Aspirations, Being Replaced By Trends?
A lot is said about targeted advertising. That it reaches only the right people, at just the right time. That it is the perfect push, sending across the message to the perfect target audience, at that point in his or her day when they just couldn’t have done without your product. That there is more bang for buck, and that relevant advertising saves spill-over.
So no toddler will ever watch a shaving cream ad, or a teenager a diaper ad, or a married couple a college ad, or an old couple a new house ad.
Which brings us to the spill-over effect called aspiration.
Many of us grew up watching beer ads that we instinctively reached for once we crossed over to the drinking age. The bikes on our must-have lists continue to be dreams, but they have been parked there since the time our legs couldn’t reach the gear-shift.
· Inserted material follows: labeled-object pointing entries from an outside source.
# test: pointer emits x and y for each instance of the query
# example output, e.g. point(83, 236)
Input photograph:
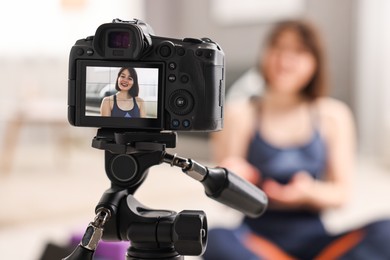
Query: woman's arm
point(231, 144)
point(105, 107)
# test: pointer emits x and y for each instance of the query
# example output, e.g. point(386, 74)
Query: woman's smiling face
point(125, 80)
point(288, 64)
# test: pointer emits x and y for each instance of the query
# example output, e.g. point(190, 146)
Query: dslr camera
point(125, 77)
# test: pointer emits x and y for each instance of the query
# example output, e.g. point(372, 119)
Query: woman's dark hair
point(134, 90)
point(309, 36)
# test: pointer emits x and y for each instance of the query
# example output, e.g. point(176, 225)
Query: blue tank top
point(117, 112)
point(290, 229)
point(281, 164)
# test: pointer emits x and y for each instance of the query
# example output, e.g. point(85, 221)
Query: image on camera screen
point(121, 92)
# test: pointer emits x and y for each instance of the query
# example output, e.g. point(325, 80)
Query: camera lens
point(181, 102)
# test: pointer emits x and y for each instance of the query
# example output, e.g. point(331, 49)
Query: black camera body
point(181, 82)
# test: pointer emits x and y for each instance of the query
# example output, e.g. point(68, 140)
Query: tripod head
point(157, 234)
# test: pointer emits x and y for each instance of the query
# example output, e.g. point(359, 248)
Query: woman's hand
point(242, 168)
point(295, 194)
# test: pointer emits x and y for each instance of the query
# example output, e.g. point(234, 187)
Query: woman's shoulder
point(138, 99)
point(332, 106)
point(334, 111)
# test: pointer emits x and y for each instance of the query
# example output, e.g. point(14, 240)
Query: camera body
point(181, 82)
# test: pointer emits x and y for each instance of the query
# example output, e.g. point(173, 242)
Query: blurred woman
point(125, 103)
point(298, 146)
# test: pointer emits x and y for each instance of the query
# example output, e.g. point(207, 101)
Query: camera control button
point(181, 51)
point(193, 40)
point(165, 51)
point(80, 52)
point(172, 65)
point(90, 52)
point(184, 78)
point(172, 78)
point(175, 123)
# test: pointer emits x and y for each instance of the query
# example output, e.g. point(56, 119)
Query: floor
point(51, 193)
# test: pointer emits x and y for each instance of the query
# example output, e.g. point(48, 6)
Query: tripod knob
point(190, 227)
point(80, 253)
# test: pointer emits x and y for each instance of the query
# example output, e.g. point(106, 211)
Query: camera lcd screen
point(125, 95)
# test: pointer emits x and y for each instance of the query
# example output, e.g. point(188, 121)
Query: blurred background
point(51, 178)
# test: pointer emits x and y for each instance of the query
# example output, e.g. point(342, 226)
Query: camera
point(125, 77)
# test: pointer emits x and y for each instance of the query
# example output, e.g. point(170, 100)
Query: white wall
point(373, 77)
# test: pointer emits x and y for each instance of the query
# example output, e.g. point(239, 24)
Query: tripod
point(156, 234)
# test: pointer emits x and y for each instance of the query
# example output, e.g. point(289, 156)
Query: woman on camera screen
point(125, 103)
point(297, 145)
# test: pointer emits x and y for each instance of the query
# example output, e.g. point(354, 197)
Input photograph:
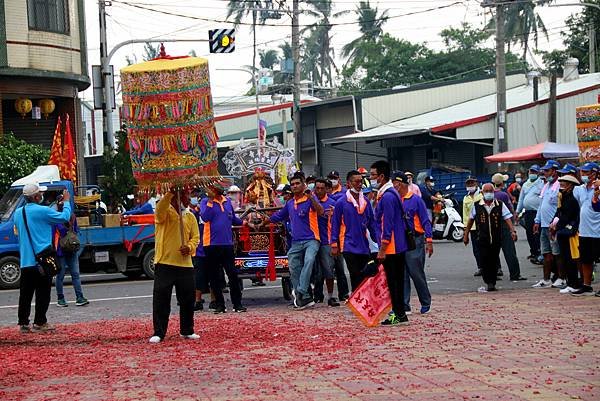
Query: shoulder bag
point(47, 257)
Someday, the teen out there will be a father who will see a diaper brand at a retail store and pick it up as a feeling of familiarity will run through his veins, unknown to him, as he watches it on the store shelf. A woman who just got married will take one look at a spice brand and without knowing exactly where she had seen it last, will pick it up, connecting it loosely with her childhood days.
It is well known now that the internet has narrowed our vision, killed our spirit of exploration by serving up things according to our known interests. And if treated by brands only as a means of targeting to minimise spill-overs, it might stop reaching people who would have otherwise grown up dreaming of it, aspiring to own it some day.
Which doesn’t quite mean that targetting is all bad, or misplaced. But it has a role to play. The medium itself needs to go beyond, and start sooner. And deliberately reach out to an audience that may not be in the buying stage, but is in one that will make it aspire to brands, and dream of holding them some day.
Or we will soon run out of brands, and only have trends that pass on with a generation.